Reforming how the BSA notifies community leaders is a priority of two of the laws.
Councilman Donovan Richards (D-Laurelton) introduced one of those, which requires the BSA to provide proof on its website that it has sent copies of an application or application material to officials and groups that the law already requires it to, including an application’s relevant Council member, borough president and community board. Verification of the materials’ receipt, the measure dictates, then has to be posted online.
The other notification-focused bill, whose main sponsor was Councilman Steven Matteo (R-Staten Island), requires the BSA to notify people when their variances will expire in six months and they could face financial penalties.
Variance-seeking developers will be affected by one of the laws, which Councilman Ben Kallos (D-Manhattan) introduced. In their BSA applications, they will have to demonstrate that the situation is a unique one in the neighborhood. And if they lie on their application, they face a civil penalty of up to $15,000.
Kallos introduced four other bills signed by de Blasio that affect staffing at the BSA and aim to make it more transparent.
One of the former requires the Department of City Planning to appoint a coordinator who testifies in defense of existing zoning rules to the BSA; the testimony will be accessible on the internet. The other mandates that a New York State-certified real estate appraiser be available to consult with or work for the BSA to analyze and review real estate financials that developers provide.

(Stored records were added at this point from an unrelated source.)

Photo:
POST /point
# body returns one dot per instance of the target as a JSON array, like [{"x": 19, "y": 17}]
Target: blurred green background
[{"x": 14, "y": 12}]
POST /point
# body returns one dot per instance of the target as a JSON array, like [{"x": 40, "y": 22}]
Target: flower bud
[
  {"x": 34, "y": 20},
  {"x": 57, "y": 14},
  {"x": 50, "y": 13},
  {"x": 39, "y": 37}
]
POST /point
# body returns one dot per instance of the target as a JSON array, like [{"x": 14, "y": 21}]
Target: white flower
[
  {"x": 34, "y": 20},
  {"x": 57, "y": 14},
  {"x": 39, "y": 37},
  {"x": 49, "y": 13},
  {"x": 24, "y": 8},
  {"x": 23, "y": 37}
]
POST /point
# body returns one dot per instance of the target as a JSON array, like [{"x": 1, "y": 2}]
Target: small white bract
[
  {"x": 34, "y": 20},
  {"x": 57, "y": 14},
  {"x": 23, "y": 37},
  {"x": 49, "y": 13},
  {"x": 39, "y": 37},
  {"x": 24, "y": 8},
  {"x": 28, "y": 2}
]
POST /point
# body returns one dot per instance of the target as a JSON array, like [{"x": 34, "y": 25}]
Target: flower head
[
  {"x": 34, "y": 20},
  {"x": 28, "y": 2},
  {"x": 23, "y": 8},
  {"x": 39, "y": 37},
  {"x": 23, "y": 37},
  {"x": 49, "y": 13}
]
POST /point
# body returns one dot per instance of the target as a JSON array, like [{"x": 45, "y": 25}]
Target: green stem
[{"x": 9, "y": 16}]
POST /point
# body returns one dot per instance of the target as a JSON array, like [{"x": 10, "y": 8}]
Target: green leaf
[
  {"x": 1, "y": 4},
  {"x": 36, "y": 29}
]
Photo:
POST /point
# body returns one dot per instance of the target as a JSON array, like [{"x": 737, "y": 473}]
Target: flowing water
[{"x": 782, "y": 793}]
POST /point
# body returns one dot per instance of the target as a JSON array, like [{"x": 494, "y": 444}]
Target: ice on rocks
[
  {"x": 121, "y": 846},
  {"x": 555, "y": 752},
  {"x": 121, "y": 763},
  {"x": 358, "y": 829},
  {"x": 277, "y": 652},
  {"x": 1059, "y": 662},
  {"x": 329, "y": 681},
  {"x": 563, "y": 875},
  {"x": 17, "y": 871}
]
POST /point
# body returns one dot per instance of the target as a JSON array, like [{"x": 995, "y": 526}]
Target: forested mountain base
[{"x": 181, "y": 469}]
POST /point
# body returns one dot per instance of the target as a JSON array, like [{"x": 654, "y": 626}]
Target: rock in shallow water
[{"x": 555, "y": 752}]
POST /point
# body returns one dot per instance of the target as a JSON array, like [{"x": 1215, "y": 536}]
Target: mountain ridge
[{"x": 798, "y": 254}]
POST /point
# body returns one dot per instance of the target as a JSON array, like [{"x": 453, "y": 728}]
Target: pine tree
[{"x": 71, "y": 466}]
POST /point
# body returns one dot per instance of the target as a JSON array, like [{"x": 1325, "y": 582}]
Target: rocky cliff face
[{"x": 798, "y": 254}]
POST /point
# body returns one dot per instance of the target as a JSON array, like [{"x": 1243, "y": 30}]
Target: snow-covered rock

The transparency measures dictate that the locations for all sites for which special permits and variances were approved by the BSA since 1998 be viewable as a layer and list on an interactive New York City map. The second law requires the BSA to biannually report the average length of time it takes to make a decision on an application; the total number of applications; how many were approved and denied and the number of pre-application meeting requests.